Skip to content

Compliance Scanning

SPYDER can audit external infrastructure for compliance-relevant properties: certificate validity, TLS configuration, third-party dependencies, and geographic distribution. By mapping the full graph of DNS, certificate, and HTTP relationships, it produces the data needed for certificate lifecycle management, vendor risk assessments, and regulatory compliance reporting.

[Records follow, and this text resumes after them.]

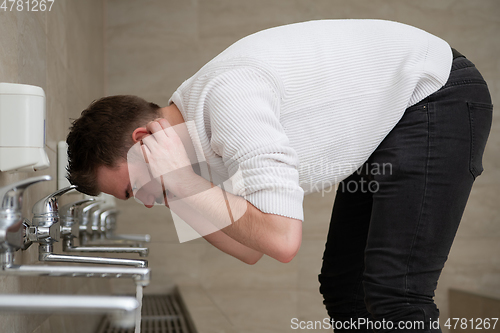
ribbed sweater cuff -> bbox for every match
[245,188,304,221]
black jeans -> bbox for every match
[319,53,492,332]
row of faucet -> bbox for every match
[0,176,150,327]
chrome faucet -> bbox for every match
[0,295,139,328]
[61,200,149,257]
[0,176,50,254]
[25,186,148,267]
[0,176,150,286]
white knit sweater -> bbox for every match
[170,20,452,220]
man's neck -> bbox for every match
[160,103,184,126]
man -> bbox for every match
[67,20,492,332]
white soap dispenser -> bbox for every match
[0,82,50,172]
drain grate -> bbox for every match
[97,294,195,333]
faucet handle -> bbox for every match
[33,185,76,216]
[0,176,52,211]
[59,198,95,222]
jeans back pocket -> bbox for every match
[467,102,493,179]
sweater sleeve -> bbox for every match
[205,67,304,220]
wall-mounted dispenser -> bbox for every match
[0,82,50,171]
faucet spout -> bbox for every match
[63,238,149,257]
[0,265,151,287]
[38,244,148,267]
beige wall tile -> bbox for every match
[0,12,19,83]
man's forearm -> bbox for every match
[165,191,262,265]
[165,173,302,262]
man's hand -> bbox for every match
[142,118,194,189]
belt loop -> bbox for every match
[451,48,465,60]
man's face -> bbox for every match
[97,161,165,208]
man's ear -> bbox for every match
[132,127,149,143]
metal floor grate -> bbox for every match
[97,294,195,333]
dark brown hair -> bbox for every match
[66,95,161,195]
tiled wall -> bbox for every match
[106,0,500,333]
[0,0,110,333]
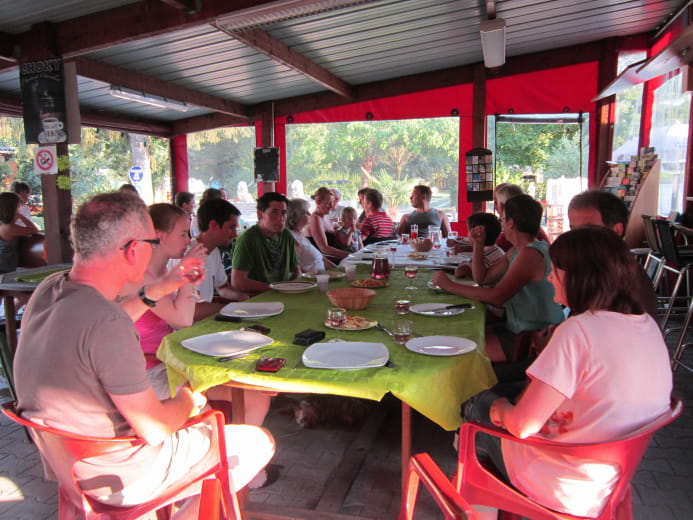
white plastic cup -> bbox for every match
[315,274,330,292]
[344,264,356,282]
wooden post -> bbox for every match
[470,63,486,213]
[41,143,72,265]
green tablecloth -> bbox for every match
[157,266,496,430]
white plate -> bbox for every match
[303,341,390,370]
[181,330,274,357]
[301,270,346,281]
[270,282,318,294]
[219,302,284,318]
[409,303,464,316]
[404,336,476,356]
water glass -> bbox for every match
[315,274,330,292]
[327,307,346,328]
[395,299,411,315]
[344,264,356,282]
[392,320,411,345]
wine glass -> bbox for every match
[404,265,419,291]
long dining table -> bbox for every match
[157,265,496,516]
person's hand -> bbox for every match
[146,255,205,300]
[469,226,486,247]
[433,271,452,289]
[488,397,512,428]
[183,242,207,262]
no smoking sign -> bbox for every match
[34,146,58,173]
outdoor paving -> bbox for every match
[0,328,693,520]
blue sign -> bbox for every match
[128,166,144,182]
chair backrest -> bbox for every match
[2,402,235,518]
[650,218,681,266]
[458,400,683,520]
[642,214,662,255]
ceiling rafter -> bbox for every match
[73,57,248,120]
[220,24,354,99]
[161,0,202,14]
[49,0,281,58]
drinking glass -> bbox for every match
[315,274,330,293]
[395,299,411,315]
[404,265,419,291]
[392,320,411,345]
[327,307,346,328]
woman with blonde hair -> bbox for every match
[0,191,39,273]
[308,187,349,261]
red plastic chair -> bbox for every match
[2,402,241,520]
[399,400,683,520]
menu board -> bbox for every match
[465,148,493,202]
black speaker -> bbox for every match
[255,148,279,181]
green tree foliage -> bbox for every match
[188,126,255,196]
[286,118,459,205]
[0,117,171,209]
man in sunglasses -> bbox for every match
[14,192,274,518]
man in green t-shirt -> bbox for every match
[231,192,298,293]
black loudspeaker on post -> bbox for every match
[255,148,279,182]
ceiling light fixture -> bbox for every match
[479,18,505,69]
[108,85,190,112]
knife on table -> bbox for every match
[424,303,474,312]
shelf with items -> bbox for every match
[601,148,661,248]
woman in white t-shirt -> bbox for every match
[286,199,335,273]
[464,226,672,518]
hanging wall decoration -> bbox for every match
[465,148,493,202]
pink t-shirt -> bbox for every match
[502,311,672,517]
[135,311,174,370]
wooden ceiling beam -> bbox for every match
[171,113,248,135]
[55,0,300,58]
[226,25,354,99]
[264,42,602,120]
[81,110,173,138]
[0,31,19,62]
[74,57,247,119]
[161,0,202,14]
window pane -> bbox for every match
[286,117,459,222]
[611,51,646,161]
[650,74,691,215]
[188,126,257,227]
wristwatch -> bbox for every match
[137,285,157,307]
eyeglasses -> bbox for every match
[120,238,161,249]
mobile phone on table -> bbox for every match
[255,357,286,372]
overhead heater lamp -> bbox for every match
[479,18,505,69]
[108,85,190,112]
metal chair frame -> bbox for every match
[399,400,683,520]
[2,402,241,520]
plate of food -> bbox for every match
[302,341,390,370]
[301,269,346,281]
[219,302,284,318]
[428,280,448,294]
[181,330,274,357]
[325,316,378,330]
[351,278,390,289]
[404,336,476,356]
[409,303,464,316]
[270,282,318,294]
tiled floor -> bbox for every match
[0,332,693,520]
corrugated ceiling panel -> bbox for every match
[0,0,140,34]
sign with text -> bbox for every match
[19,58,67,144]
[34,146,58,174]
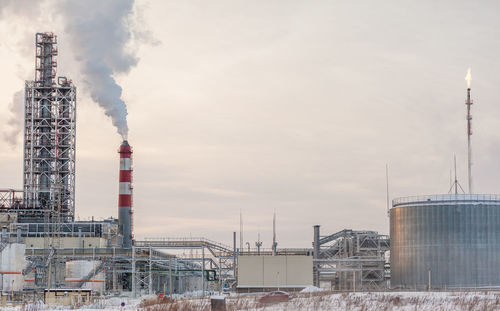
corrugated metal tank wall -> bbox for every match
[390,195,500,289]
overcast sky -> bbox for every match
[0,0,500,248]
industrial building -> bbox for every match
[390,194,500,290]
[390,68,500,290]
[0,33,389,303]
[0,33,239,301]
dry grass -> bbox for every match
[137,292,500,311]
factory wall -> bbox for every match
[238,256,313,288]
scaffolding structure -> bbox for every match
[22,33,76,222]
[313,226,389,291]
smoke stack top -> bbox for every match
[465,67,472,89]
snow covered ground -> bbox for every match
[1,290,500,311]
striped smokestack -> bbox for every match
[118,140,132,248]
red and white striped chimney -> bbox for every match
[118,140,133,248]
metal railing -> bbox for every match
[392,193,500,207]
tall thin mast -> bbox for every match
[465,68,472,193]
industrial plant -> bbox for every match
[0,33,500,304]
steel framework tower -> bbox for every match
[20,33,76,221]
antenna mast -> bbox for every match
[465,68,472,193]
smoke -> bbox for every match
[59,0,143,139]
[0,0,152,143]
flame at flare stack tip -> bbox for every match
[465,67,472,89]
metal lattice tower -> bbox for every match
[21,33,76,221]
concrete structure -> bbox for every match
[0,243,26,293]
[390,194,500,290]
[237,256,313,291]
[43,288,92,306]
[65,260,106,293]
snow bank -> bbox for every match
[300,285,324,293]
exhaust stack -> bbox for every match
[118,140,133,248]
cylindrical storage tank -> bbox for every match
[65,260,106,293]
[390,194,500,290]
[0,243,26,292]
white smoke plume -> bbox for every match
[59,0,138,139]
[0,0,152,142]
[3,90,24,147]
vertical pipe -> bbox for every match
[149,247,153,295]
[113,247,118,293]
[201,246,205,297]
[132,246,136,298]
[313,225,320,287]
[16,227,21,243]
[465,85,472,194]
[2,226,9,242]
[168,257,172,297]
[233,231,238,282]
[78,228,82,248]
[118,140,132,248]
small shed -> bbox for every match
[43,288,92,306]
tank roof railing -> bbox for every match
[392,193,500,208]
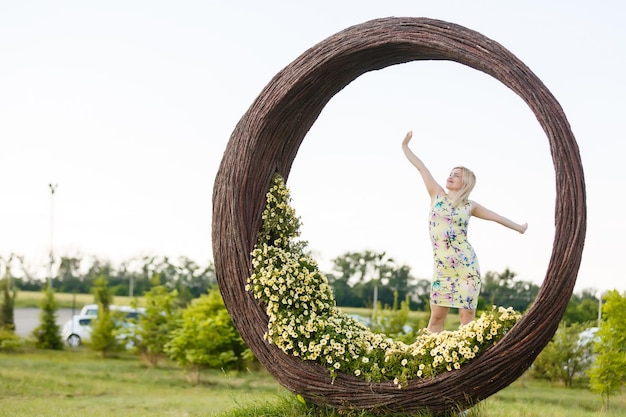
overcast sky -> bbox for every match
[0,0,626,291]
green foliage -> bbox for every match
[370,291,415,338]
[164,289,246,383]
[327,251,422,310]
[0,262,17,330]
[247,175,520,386]
[128,276,180,366]
[33,286,63,350]
[532,323,593,387]
[562,290,600,325]
[13,256,216,302]
[478,268,539,311]
[0,327,24,351]
[589,291,626,409]
[91,276,120,357]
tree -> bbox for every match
[563,290,600,324]
[129,274,179,366]
[479,268,539,311]
[165,289,247,384]
[589,290,626,409]
[91,276,119,357]
[533,322,593,387]
[0,255,17,331]
[327,250,414,307]
[33,285,63,350]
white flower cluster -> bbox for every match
[247,175,520,387]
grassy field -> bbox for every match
[0,348,626,417]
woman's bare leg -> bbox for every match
[428,304,450,333]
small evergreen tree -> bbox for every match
[533,322,593,387]
[0,266,17,331]
[165,289,247,384]
[129,274,179,366]
[589,290,626,409]
[91,276,119,357]
[33,285,63,350]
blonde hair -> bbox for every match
[452,166,476,207]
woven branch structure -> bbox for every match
[212,17,586,414]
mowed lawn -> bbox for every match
[0,348,626,417]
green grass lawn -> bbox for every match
[0,348,626,417]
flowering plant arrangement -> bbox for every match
[247,174,521,388]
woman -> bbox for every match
[402,132,528,333]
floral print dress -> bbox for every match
[429,192,481,310]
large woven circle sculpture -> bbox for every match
[212,18,586,413]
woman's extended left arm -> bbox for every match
[472,201,528,234]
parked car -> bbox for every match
[79,304,146,319]
[61,314,96,347]
[61,304,145,348]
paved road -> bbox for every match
[13,308,80,337]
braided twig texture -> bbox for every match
[212,17,586,413]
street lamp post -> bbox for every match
[48,183,58,289]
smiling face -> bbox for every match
[446,168,465,191]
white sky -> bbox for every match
[0,0,626,291]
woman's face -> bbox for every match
[446,168,464,191]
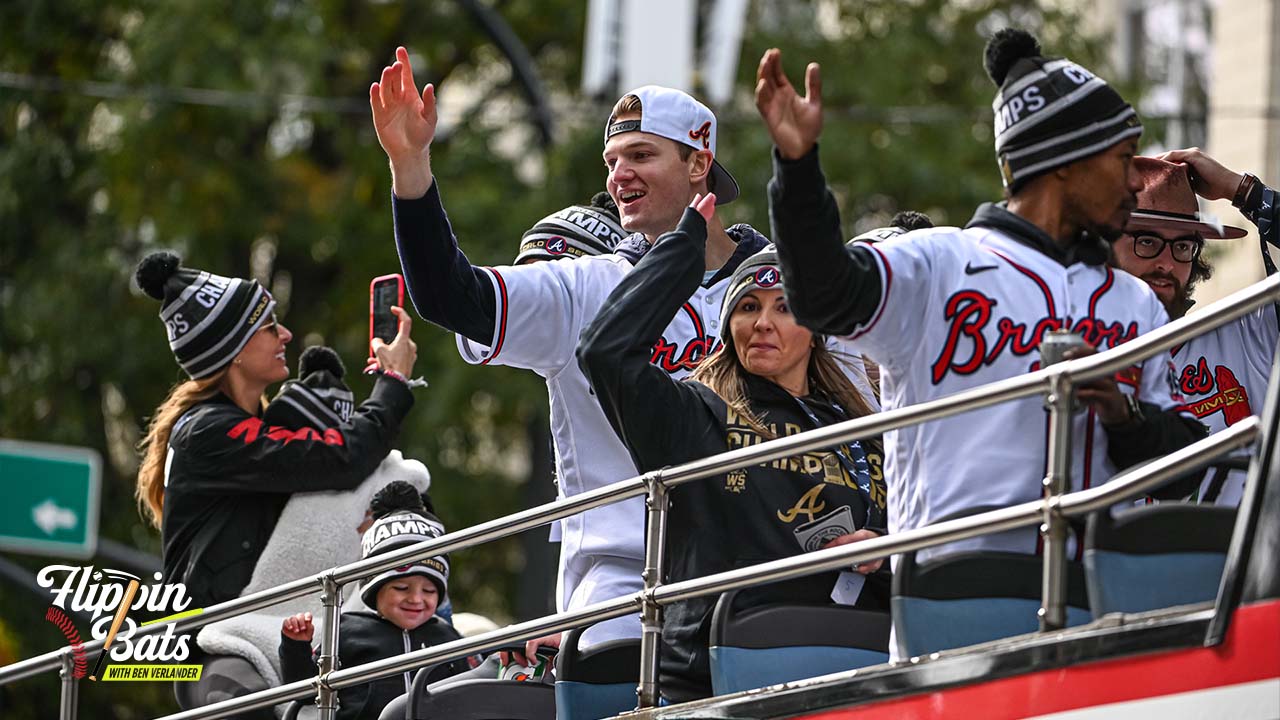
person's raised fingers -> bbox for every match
[392,305,413,340]
[755,47,777,81]
[694,192,716,222]
[804,63,822,102]
[378,64,396,104]
[422,83,435,124]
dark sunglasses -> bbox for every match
[257,311,280,337]
[1133,234,1204,263]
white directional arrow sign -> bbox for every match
[31,497,79,536]
[0,439,102,557]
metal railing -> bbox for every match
[0,270,1280,720]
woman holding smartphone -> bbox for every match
[136,252,417,716]
[577,196,890,702]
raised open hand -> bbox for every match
[755,47,822,160]
[369,47,436,163]
[1157,147,1244,200]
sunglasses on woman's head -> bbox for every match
[257,311,280,337]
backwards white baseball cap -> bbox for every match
[604,85,739,205]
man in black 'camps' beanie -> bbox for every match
[983,28,1142,195]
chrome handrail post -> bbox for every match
[58,647,78,720]
[1037,372,1075,633]
[636,470,667,710]
[316,573,342,720]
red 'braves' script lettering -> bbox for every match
[227,418,347,447]
[649,337,719,373]
[932,290,1138,384]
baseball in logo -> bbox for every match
[755,265,782,287]
[689,120,712,150]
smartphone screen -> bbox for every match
[369,274,404,342]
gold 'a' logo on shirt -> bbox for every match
[778,484,827,523]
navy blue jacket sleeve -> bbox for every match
[392,182,497,345]
[769,146,881,336]
[577,209,716,471]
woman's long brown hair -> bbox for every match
[689,336,873,439]
[133,365,230,528]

Certificate Expiration Monitoring

Detecting Expiring Certificates

SPYDER captures not_before and not_after timestamps on every TLS certificate it encounters. Use this to identify certificates approaching expiration:

bash
./bin/spyder -domains=production-domains.txt -concurrency=256 \
  2>/dev/null > cert-audit.json

# Find certificates expiring within 30 days
jq -r --arg cutoff "$(date -u -v+30d +%Y-%m-%dT%H:%M:%SZ 2>/dev/null || date -u -d '+30 days' +%Y-%m-%dT%H:%M:%SZ)" \
  '.nodes_cert[] | select(.not_after < $cutoff) | [.subject_cn, .not_after, .issuer_cn] | @tsv' \
  cert-audit.json | sort -k2

Certificate Inventory Report

Generate a full certificate inventory with expiration status:

bash
jq -r '.nodes_cert[] | [.subject_cn, .issuer_cn, .not_before, .not_after, .spki_sha256] | @tsv' \
  cert-audit.json | \
  awk -F'\t' 'BEGIN {print "Subject\tIssuer\tIssued\tExpires\tSPKI"} {print}' | \
  column -t -s$'\t'

Map Certificates to Domains

To know which services are affected by an expiring certificate, join certificate nodes with USES_CERT edges:

bash
# For each certificate, list the domains using it
jq -r '
  (.nodes_cert | map({(.spki_sha256): {cn: .subject_cn, expires: .not_after}}) | add) as $certs |
  [.edges[] | select(.type=="USES_CERT") | {domain: .source, spki: .target}] |
  group_by(.spki) |
  map({
    certificate: .[0].spki,
    subject: ($certs[.[0].spki].cn // "unknown"),
    expires: ($certs[.[0].spki].expires // "unknown"),
    domains: [.[].domain]
  })
' cert-audit.json

Automated Expiration Alerts

bash
#!/bin/bash
# cert-expiry-check.sh - Run weekly via cron
WARN_DAYS=30
CRIT_DAYS=7
OUTPUT=$(mktemp)

./bin/spyder -domains=/etc/spyder/monitored-domains.txt \
  -concurrency=128 \
  -probe=cert-monitor \
  -run="cert-check-$(date +%Y%m%d)" \
  2>/dev/null > "$OUTPUT"

# Critical: expiring within 7 days
CRIT=$(jq -r --arg d "$(date -u -v+${CRIT_DAYS}d +%Y-%m-%dT%H:%M:%SZ 2>/dev/null || date -u -d "+${CRIT_DAYS} days" +%Y-%m-%dT%H:%M:%SZ)" \
  '[.nodes_cert[] | select(.not_after < $d)] | length' "$OUTPUT")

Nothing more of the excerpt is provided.